Graham Smith later sold LiveNote to Thomson Reuters and “retired” to Italy. However, he soon re-emerged to set up his new baby, his company Opus 2 International. Opus’ new product is called Magnum. No, not an ice cream or the Clint Eastwood movie, but a true Magnum Opus. Whereas LiveNote only addressed transcripts, Magnum has a wider agenda. Unlike LiveNote, it provides a secure, cloud-based interface for accessing, annotating, tagging and managing transcripts and other electronic documents and files. This helps litigators develop their cases after they have sorted and reviewed material gathered during e-disclosure. It allows the team to review evidence and collaborate for applications, trial preparation and courtroom presentation. Magnum integrates with document review platforms so that a document set, including all metadata, can be uploaded onto the system.
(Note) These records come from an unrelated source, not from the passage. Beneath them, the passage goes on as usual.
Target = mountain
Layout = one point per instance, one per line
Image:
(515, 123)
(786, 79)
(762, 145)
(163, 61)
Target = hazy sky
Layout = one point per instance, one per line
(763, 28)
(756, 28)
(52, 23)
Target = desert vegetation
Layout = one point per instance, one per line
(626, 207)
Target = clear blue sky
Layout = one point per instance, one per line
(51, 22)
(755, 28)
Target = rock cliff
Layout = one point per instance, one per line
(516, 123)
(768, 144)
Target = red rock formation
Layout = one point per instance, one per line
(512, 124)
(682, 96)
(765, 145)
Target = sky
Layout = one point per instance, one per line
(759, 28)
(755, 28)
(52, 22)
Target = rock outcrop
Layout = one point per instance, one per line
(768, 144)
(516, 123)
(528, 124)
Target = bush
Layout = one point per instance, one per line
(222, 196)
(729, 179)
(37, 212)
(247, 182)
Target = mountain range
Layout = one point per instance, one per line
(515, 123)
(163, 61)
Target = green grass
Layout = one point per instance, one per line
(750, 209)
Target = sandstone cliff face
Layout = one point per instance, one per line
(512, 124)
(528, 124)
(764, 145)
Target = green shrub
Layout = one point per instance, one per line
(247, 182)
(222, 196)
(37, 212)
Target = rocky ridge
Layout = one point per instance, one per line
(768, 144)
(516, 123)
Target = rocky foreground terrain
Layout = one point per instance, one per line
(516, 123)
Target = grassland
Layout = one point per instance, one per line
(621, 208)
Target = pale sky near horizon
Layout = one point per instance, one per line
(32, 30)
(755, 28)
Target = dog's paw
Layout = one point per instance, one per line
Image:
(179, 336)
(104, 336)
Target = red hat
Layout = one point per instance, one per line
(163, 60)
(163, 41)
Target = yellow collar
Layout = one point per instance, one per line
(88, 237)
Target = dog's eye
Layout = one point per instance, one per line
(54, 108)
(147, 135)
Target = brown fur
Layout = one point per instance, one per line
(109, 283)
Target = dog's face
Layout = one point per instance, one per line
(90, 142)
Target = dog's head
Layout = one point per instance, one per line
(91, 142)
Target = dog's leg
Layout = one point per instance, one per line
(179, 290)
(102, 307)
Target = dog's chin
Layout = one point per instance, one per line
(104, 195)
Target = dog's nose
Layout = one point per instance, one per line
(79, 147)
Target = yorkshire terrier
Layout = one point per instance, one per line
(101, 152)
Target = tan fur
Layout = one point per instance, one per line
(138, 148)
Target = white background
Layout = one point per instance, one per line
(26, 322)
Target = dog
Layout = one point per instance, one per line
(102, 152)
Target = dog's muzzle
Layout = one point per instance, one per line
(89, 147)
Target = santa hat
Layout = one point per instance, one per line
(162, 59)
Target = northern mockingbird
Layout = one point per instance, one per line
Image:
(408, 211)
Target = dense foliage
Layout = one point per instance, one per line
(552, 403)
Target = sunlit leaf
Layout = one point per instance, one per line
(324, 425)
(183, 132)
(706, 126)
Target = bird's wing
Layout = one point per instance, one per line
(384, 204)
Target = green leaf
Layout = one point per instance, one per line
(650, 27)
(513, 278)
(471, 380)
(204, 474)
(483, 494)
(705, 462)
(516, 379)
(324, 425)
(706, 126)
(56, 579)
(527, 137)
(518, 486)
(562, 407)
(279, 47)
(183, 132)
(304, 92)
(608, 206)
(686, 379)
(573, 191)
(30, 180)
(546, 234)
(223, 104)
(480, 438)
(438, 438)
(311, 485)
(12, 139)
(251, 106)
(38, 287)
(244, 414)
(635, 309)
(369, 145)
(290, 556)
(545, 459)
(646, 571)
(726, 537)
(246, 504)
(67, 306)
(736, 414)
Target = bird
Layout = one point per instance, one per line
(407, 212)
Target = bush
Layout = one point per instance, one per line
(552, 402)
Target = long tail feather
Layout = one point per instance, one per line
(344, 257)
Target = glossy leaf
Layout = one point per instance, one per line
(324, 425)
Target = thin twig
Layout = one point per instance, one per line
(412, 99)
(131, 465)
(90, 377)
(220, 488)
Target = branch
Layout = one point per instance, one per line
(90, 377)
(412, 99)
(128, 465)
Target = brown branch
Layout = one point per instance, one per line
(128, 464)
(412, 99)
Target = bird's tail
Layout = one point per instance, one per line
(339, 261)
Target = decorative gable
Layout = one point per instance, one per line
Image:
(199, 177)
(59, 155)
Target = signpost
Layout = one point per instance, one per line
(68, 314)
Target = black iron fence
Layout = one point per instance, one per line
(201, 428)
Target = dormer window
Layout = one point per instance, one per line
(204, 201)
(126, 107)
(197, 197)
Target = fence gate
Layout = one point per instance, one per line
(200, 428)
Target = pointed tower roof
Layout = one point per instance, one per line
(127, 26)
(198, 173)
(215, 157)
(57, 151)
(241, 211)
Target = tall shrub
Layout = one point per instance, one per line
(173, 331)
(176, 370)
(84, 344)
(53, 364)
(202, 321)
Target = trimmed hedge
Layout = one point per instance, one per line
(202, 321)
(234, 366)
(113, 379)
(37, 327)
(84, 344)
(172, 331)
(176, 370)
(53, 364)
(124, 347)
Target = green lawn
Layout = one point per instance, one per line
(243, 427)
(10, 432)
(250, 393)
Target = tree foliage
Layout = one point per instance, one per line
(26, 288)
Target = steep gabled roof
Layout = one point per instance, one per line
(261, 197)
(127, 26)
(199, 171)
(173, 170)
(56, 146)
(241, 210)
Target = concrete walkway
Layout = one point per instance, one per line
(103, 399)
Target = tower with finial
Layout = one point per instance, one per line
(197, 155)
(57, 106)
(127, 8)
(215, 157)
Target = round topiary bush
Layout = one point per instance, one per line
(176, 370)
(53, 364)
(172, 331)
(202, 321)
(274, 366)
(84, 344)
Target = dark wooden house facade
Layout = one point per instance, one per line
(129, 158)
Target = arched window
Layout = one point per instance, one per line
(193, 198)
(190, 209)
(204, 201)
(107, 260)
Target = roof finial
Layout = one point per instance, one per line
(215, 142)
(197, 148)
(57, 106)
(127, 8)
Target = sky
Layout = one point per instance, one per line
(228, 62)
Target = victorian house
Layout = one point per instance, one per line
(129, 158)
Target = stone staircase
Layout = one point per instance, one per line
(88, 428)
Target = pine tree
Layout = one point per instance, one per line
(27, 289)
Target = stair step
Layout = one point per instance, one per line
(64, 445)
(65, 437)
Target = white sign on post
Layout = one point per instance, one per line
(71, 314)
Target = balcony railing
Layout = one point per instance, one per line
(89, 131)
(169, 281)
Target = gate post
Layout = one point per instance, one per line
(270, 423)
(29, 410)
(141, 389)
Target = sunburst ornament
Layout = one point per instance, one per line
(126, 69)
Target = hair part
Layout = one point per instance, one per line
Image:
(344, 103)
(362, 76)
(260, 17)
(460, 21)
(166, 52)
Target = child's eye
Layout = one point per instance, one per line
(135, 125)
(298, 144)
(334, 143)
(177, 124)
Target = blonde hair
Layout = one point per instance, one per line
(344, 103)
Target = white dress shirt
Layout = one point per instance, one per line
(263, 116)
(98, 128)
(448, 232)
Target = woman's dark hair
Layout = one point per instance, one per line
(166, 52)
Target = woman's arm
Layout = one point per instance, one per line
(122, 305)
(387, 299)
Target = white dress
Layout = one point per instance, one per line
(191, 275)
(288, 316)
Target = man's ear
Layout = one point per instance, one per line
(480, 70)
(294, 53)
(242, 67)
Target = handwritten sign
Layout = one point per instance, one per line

Trial teams can access the system from anywhere and are not restricted to being on the same network to collaborate. It is easy to share files with team members and uploading additions to trial bundles is near child’s play.
Magnum debuted just over a year ago in a trial before Dame Elizabeth Gloster in the £4bn litigation between Russian oligarchs Roman Abramovich and the now-late Boris Berezovsky, and is now being used in one of my construction cases in the Technology and Construction Court. Magnum has several obliging features, including how witness statements, expert reports, openings or skeleton arguments and the daily transcripts are hyperlinked to the underlying disclosed documents. Clicking on a reference within a document avoids hours of flicking through files to find the correct page. This is particularly useful in court where both time and the space required to house voluminous files can be at a premium.
But that is not all. Now synchronised audio and video comes with it, allowing you to listen remotely to proceedings where the judge permits. Transcripts stored on the system also allow you to visit later and replay bits of the evidence you missed. For arbitration there is also the choice of video. Whether your client is in the retiring room, or in his car in Delhi or Riyadh, he can tune in and follow what is going on. No more having to go to the Court Mechanical Recording Department weeks later to get an “official recording”.
Our experience using it thus far has been great because as an e-bundle it works, and the environment truly matches the way a lawyer works with paper. In a case with a chronological bundle of 228,258 documents, traditional photocopying would have set us back at least £65,000 for three sets, plus related administration costs, so it makes going paperless truly better value. It reduces time, as documents are identified quicker on common screens concurrently, and it reduces uncertainty.
Systems like this will undoubtedly replace hard copy. The use of email, text messaging, etc., has today rendered paper nearly obsolete anyway. I cannot see any large or medium-sized commercial dispute not using something like this in future trials and tribunal hearings. What is more, the judges seem to love it.